Language warning: This album is in Scottish and Yiddish


norman lebrecht

November 20, 2020

Dammit, I really enjoyed this new release.

press release:

The Drowning Shore is a 14-minute monodrama that incorporates Sholem Asch’s classic 1907 play God of Vengeance, and its contrasting themes of written holy Hebrew and everyday Yiddish vernacular, with an original Scots-English text. Scored for ‘a mezzo-soprano in a screen’, the piece is performed by Asch’s great-great-granddaughter Clara Kanter, and devised in conjunction with her father David Mazower, Editorial Director at The Yiddish Book Centre (and Asch’s great-grandson). The piece was commissioned by Compass Presents as part of Oracles in Sepia, a series of artists’ attempts to read the present through the past.
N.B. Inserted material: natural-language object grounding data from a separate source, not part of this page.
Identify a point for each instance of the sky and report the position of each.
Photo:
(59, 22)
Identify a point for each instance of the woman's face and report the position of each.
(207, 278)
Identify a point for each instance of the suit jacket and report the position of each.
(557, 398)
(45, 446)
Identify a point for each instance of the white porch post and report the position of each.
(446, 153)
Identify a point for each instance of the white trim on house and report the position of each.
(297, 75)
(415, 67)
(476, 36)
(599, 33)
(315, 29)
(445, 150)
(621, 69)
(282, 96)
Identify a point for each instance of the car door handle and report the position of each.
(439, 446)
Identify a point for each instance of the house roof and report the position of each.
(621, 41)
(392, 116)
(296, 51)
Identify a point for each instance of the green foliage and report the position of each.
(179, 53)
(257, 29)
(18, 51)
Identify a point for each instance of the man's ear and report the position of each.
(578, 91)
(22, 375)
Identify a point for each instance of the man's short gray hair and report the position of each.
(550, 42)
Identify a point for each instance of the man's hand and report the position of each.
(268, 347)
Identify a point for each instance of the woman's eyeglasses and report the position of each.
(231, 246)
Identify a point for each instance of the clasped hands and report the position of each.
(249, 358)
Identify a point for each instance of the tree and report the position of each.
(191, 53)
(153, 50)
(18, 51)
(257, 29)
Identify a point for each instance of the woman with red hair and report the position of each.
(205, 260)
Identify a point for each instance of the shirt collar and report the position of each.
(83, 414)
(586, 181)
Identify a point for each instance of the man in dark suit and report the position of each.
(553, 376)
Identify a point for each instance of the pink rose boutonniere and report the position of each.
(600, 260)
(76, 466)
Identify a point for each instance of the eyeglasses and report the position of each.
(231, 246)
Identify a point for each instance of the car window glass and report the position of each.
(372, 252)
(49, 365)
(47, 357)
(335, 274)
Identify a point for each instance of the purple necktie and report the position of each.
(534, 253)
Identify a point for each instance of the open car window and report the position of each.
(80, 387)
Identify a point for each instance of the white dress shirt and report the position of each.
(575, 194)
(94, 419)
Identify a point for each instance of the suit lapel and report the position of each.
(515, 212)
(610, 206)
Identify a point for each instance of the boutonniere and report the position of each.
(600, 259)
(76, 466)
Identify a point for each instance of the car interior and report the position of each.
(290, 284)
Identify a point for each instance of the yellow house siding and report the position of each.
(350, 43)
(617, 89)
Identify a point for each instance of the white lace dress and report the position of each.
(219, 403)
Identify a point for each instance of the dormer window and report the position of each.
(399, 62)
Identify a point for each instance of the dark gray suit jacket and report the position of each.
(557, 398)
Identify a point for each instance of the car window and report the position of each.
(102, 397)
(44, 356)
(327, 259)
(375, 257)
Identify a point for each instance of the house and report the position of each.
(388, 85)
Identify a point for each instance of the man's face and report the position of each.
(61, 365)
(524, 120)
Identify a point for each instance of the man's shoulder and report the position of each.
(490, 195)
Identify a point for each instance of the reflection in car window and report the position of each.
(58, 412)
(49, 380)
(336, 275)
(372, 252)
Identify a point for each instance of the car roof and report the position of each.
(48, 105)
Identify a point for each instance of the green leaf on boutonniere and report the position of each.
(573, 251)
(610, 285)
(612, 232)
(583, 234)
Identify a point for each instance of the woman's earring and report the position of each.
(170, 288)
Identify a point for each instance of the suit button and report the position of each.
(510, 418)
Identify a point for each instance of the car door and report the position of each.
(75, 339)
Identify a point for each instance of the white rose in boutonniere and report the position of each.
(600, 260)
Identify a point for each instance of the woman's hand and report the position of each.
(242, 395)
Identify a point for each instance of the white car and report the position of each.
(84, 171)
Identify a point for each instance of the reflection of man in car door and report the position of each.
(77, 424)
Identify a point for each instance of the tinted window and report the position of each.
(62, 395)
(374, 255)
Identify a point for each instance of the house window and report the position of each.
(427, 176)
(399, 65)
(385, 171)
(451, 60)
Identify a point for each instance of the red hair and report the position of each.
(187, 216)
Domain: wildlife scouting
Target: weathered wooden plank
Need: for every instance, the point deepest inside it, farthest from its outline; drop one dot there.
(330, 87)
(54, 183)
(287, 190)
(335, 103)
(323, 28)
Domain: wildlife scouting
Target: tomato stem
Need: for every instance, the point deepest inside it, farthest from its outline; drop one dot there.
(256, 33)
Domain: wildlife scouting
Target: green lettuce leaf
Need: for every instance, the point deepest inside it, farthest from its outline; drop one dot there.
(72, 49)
Scottish composer-librettist Alastair White explains, “in recent years, God of Vengeance’s dichotomy between written and spoken language has been turned on its head. The internet – a living, breathing text – seems to grow at the same rate as our concerns with other virtual lines – most cruelly, the national borders that claim so many lives. The post-Covid digitalisation of work and performance has both accelerated this process, and, through that rapidity, thrown it into an uncanny new light. Are we horrified, or bored – that we now exist purely as avatars, in pools of watery light, like ghosts, or flowers pressed between glass panes?”



  • Fernandel says:

    We all can’t wait to hear Canteloube’s Chants d’Auvergne sung in Yiddish…

    • John Nemaric says:

      I wonder is Fredericka von Stade (I don’t remember the correct spelling, two dd(s)?) Could she still do the singing in Yiddish? Seems like a great idea or just maybe a dream.

  • Miko says:

    Och Vey!! (Boom tssshhh…)

  • Sharon says:

    Shlomo Ach’s son, Sam Asch, owned a recording company specializing in folk music. He kept “lefty” folk music groups going such as the Weavers in the fifties and sixties who were blackballed from concerts in the anti Commie purges of those days
    by continuing to sell their records in his catalogues saying, when asked, “Well, I never remove any records from my catalogue”. I believe that Sam’s son, Kanter’s grandfather, became an anthropology professor, specializing in music and took over the company (which I guess is now defunct, unfortunately) after Sam died. Good luck to Clara

    • David Mazower says:

      Close. Sholem Asch’s son Moe Asch started Folkways Records, which could justifiably have billed itself as the first ever world music label. He envisioned it as a library of the world’s sounds, with a focus on folk and roots music. Early artists included Ella Jenkins, Bob Dylan, Pete Seeger, Woody Guthrie, and many great black blues singers and guitarists. The label now has a second life as Smithsonian Folkways. Moe’s son, Michael Asch, became a professor of anthropology in Canada, specializing in the rights of indigenous Canadians. He lives in Vancouver. Moe’s sister, Ruth Shaffer, is Clara’s great grandmother, and my grandmother!

    • Michael Asch says:

      Thank you for this post. Actually, the record company was called Folkways Records. It is now at the Smithsonian Institution and is called Smithsonian Folkways. The name of the owner was Moses Asch (Moe), not Sam. I am his son. My name is Michael. I was an anthropology professor until I retired. I never did run the company. Hope that helps.